Transaction ID Wraparound

PostgreSQL transaction IDs are 32-bit integers. At 2^31 txids ahead of the current txid, a row becomes invisible (the comparison wraps around). If a database accumulates ~2 billion unvacuumed transactions, it approaches transaction ID wraparound — a catastrophic condition where all data appears invisible. VACUUM FREEZE prevents wraparound by replacing txids older than vacuum_freeze_min_age with a special frozen state that is always visible. PostgreSQL warns (and eventually refuses new transactions) as wraparound approaches. Monitor: SELECT max(age(datfrozenxid)) FROM pg_database — alert if this exceeds 1.5 billion. Emergency: run VACUUM FREEZE on affected tables immediately.

Optimistic vs Pessimistic Locking with MVCC

MVCC enables optimistic concurrency: readers never block writers; writers rarely block each other. This is why read-heavy workloads scale well on MVCC databases. However, concurrent writes to the same row still require conflict detection. First-write-wins: the second writer to update the same row blocks until the first commits; then the second writer’s snapshot is stale — it re-reads the row (which now has xmax set) and applies its update to the new version. Explicit locking (SELECT … FOR UPDATE): the transaction acquires a row-level lock that blocks other writers until it commits. Use SELECT … FOR UPDATE for operations that read and then update the same row to prevent lost updates — the read and write are atomic from a locking perspective.

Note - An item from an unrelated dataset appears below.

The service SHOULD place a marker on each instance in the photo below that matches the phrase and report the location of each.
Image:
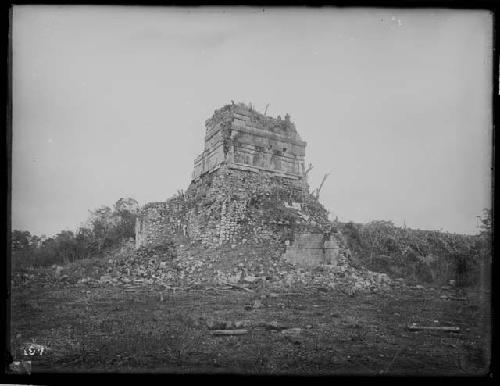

MVCC in Distributed Databases

Distributed MVCC (CockroachDB, Google Spanner, YugabyteDB) extends MVCC across nodes. The challenge: defining “transaction timestamp” across machines with unsynchronized clocks. Spanner uses TrueTime — atomic clocks and GPS provide bounded clock uncertainty; Spanner waits for the uncertainty interval before committing to ensure causal ordering. CockroachDB uses hybrid logical clocks (HLC) — logical timestamps that track causality without atomic hardware. Distributed MVCC provides the same isolation guarantees as single-node MVCC but with cross-node conflict detection requiring consensus (Paxos, Raft) for write ordering, adding 10-50ms latency versus microseconds in single-node MVCC.